Jean Patterson Bible was born in Russelville, Tennessee. After high school graduation, she attended Salem College in Winston-Salem, NC. Jean graduated in 1934 with a B.A. degree in English, French and Spanish. In June 1936, she married Lloyd Bible, also from Russellville and a graduate of the School of Pharmacy at the University of Tennessee-Memphis. Jean and her husband settled in Dandridge, where he was a pharmacist. She taught at Maury High School for several years and was active in a number of patriotic, educational, civic and social organizations in Dandridge. In the 1970s she was listed in Who’s Who of American Women. She was the Jefferson County Historian for several years. Many of her articles were published, along with a column, “This and That” which was published in the Standard Banner newspaper for nineteen years. Her book “Bent Twigs” was based on her research and experiences through the years. Not long after “Bent Twigs” came out, the New York Public Library requested a copy for the family division of the genealogical section. A short time later, the Mormon Genealogical Library, one of the most prestigious in the United States, requested copies of both her books for their family section. Her next book, “Melungeons Yesterday and Today” is a non-fiction book about this historic ethnic group. Her husband died in 1986. Their daughter is Laura, who has two daughters.
Francis L. Bettis was of the direct line of John Bettis of England. His parents were Frank E. Bettis and Lana Estell Morgan Bettis, and both lived in Dandridge most all their lives. Francis served in the military service from 1941 to 1945. He married Hillis Blackburn in 1942 and had three children. He lived in Blount County for fifty-two years and retired from Alcoa after working there thirty-five years.
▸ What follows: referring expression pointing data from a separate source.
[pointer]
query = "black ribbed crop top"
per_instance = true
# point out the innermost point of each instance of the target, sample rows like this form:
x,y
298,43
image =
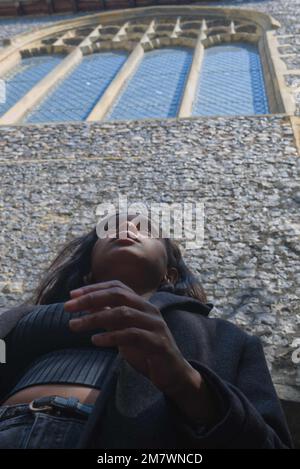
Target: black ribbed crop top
x,y
42,349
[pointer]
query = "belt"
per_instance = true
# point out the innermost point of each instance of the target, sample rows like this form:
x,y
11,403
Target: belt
x,y
59,405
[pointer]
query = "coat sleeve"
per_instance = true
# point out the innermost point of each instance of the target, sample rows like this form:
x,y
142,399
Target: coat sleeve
x,y
250,411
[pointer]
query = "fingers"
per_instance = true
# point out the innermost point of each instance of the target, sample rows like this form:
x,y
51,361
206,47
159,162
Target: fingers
x,y
98,286
143,340
118,318
97,299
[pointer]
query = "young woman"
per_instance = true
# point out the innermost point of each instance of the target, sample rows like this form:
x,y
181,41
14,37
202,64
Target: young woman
x,y
182,380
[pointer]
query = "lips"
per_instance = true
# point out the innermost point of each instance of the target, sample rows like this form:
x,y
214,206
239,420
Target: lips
x,y
130,238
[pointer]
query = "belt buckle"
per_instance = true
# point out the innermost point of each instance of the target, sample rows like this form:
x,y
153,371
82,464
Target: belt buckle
x,y
39,409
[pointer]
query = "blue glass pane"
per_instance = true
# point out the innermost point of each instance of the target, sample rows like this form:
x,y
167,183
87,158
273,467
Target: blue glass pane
x,y
24,76
74,97
231,82
156,89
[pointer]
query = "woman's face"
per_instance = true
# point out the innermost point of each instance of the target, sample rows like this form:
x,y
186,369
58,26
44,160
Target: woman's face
x,y
130,255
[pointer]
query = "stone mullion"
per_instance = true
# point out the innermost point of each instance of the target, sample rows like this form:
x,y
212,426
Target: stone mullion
x,y
110,95
189,95
34,96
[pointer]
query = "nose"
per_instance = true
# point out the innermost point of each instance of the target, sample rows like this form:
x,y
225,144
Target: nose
x,y
128,226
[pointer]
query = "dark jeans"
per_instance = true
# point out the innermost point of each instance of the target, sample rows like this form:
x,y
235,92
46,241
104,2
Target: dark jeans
x,y
22,428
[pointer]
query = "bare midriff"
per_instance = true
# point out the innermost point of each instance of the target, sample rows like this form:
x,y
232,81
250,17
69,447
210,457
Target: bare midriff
x,y
85,394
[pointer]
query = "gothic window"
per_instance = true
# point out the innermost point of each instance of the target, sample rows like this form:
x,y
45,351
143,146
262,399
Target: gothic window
x,y
144,63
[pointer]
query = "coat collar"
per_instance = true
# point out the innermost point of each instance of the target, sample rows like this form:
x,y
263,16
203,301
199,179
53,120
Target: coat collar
x,y
167,300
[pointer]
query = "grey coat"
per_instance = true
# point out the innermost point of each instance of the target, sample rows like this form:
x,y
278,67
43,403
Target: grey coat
x,y
132,413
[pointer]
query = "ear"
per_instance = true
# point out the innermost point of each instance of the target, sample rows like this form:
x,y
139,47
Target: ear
x,y
172,275
88,278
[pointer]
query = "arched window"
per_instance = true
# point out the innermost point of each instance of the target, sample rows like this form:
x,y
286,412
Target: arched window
x,y
25,76
231,82
74,97
202,62
156,89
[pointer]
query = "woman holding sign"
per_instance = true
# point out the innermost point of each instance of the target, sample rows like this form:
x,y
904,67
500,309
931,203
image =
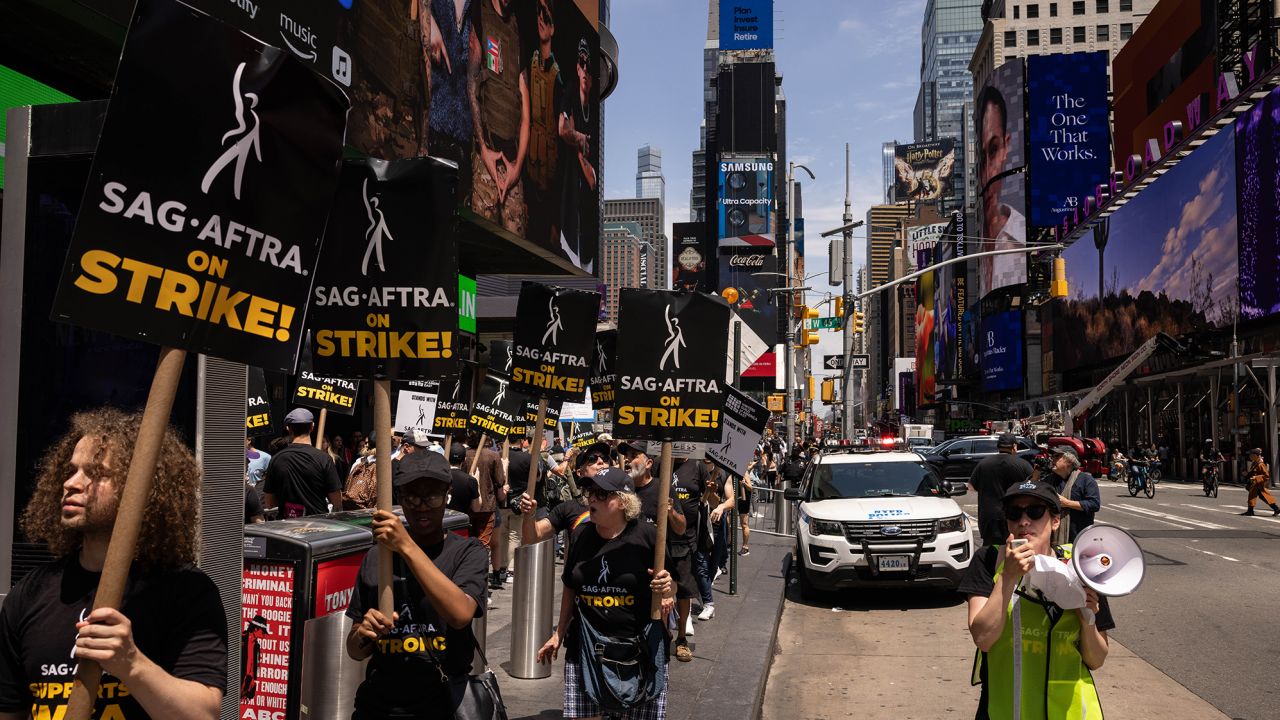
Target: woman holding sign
x,y
616,656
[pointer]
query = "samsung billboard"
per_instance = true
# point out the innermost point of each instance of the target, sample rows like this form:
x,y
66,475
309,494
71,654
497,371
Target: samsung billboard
x,y
1068,130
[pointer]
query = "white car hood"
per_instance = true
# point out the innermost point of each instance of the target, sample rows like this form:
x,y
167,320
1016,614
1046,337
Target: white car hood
x,y
882,509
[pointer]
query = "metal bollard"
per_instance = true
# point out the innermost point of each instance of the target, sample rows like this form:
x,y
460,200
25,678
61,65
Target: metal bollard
x,y
782,509
531,607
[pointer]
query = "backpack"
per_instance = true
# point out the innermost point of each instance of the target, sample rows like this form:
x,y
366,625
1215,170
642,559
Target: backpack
x,y
361,491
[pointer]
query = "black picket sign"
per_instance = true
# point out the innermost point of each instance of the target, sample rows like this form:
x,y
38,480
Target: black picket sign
x,y
257,411
497,410
336,395
552,341
201,222
385,302
603,376
671,365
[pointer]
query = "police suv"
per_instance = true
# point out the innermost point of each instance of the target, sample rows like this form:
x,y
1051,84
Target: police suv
x,y
878,519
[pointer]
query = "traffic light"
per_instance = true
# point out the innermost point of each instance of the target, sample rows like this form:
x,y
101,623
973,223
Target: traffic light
x,y
1057,287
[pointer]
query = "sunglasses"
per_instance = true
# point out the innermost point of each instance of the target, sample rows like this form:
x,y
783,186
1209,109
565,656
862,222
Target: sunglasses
x,y
1014,513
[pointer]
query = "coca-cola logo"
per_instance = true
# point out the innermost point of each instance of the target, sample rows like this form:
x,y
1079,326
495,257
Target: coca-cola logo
x,y
746,260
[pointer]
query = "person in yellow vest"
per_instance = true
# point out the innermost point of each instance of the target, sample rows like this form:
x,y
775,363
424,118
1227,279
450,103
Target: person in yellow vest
x,y
1257,475
1034,660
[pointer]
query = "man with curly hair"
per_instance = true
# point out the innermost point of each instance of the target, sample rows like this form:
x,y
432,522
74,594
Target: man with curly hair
x,y
164,651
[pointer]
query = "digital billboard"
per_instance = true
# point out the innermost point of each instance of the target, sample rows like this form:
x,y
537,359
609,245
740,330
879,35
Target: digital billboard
x,y
1069,132
1002,186
1168,263
1001,351
1257,145
745,201
745,24
923,171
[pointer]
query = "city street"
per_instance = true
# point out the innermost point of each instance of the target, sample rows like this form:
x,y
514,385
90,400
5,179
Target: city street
x,y
1185,643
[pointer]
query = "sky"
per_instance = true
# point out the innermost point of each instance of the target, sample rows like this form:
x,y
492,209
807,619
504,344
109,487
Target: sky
x,y
850,69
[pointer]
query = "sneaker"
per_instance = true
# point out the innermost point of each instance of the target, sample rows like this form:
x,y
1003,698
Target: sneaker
x,y
682,652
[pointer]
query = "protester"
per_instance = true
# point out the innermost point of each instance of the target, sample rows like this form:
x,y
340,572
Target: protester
x,y
420,657
1078,493
164,651
301,479
1046,670
990,479
606,602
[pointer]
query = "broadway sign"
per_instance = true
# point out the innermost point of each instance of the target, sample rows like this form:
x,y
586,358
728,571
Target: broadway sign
x,y
201,222
671,365
552,341
385,302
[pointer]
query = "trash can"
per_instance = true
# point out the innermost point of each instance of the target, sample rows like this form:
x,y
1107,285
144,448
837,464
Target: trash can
x,y
296,586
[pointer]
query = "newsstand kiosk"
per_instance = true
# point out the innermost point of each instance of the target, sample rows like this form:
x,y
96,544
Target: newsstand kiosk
x,y
297,582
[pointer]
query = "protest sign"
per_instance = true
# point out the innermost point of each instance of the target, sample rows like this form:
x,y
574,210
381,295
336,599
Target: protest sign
x,y
744,420
552,341
385,301
671,365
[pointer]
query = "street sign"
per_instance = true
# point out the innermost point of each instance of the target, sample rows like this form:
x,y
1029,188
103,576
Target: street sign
x,y
822,324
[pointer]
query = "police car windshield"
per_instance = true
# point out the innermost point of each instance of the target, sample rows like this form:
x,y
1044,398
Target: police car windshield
x,y
874,479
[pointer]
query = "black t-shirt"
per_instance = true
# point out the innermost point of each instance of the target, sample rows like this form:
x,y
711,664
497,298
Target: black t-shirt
x,y
462,490
611,579
991,478
301,479
688,484
178,623
402,678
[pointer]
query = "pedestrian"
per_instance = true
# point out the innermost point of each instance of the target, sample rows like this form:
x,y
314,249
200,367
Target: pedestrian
x,y
420,657
301,479
1258,475
163,651
990,479
1045,671
1078,493
608,588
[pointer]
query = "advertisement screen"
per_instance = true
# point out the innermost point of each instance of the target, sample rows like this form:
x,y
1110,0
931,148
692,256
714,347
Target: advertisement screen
x,y
1001,158
745,201
1257,146
1069,132
1001,350
923,171
1169,263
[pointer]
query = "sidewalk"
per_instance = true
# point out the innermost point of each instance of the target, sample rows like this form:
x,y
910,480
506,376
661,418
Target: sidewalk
x,y
731,651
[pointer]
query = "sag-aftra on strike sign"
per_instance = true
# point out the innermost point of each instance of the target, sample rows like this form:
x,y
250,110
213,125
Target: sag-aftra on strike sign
x,y
204,212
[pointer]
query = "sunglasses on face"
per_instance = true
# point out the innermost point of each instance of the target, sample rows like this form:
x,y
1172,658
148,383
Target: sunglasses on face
x,y
1014,513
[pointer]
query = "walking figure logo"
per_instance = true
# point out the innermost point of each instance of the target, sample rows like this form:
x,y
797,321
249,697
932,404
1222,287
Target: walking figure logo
x,y
250,139
675,341
553,323
376,231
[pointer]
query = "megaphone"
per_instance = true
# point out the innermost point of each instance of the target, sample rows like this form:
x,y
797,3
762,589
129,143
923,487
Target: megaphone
x,y
1107,560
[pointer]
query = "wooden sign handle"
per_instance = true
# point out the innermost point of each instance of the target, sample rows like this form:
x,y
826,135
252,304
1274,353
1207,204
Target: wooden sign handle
x,y
128,519
383,470
659,551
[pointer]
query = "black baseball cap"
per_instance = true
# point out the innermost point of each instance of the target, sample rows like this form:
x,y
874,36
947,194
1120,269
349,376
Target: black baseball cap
x,y
421,465
1040,491
611,479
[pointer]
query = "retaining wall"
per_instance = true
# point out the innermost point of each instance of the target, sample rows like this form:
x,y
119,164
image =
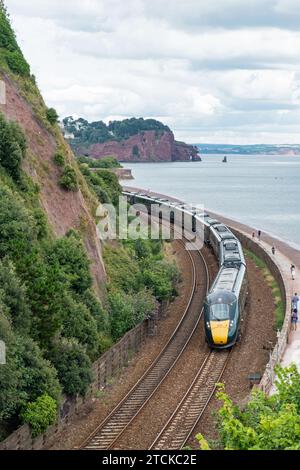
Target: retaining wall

His hobbies were photography, genealogy and collecting old pictures and materials about Dandridge. He had a life long interest in Dandridge, having been born there, and had an extensive collection of pictures of Dandridge which he shared at many meetings.
W.W. Bass was born in Warren County, Tennessee. His father, Magnus Thomas Bass, operated the Tennessee Woolen Mills there from about 1904 until his death in 1938. His grandfather, William Bass, was a widely known preacher who pastored many Baptist churches in Wilson County. When W.W. Bass was born, his grandfather put a silver dollar in his hand, and when W.W. clutched the coin, his grandfather said, “He’s going to save his money.” W.W. was educated in the McMInnville city schools. He later received degrees from the University of Tennessee-Knoxvlle and the University of North Carolina-Chapel Hill. He taught English at Carson Newman College for thirty-nine years, about half of them as departmental chairman. On December 24, 1938, he married Madeline Walsh. They had two sons and five grandchildren. He was a long time member of First Baptist Church of Jefferson City. He always felt Jefferson County was one of the richest in history and was thankful that he belonged to an organization that appreciated its history. He enjoyed his vegetable and flower garden along with walking and nature observation, and classical music over WUOT.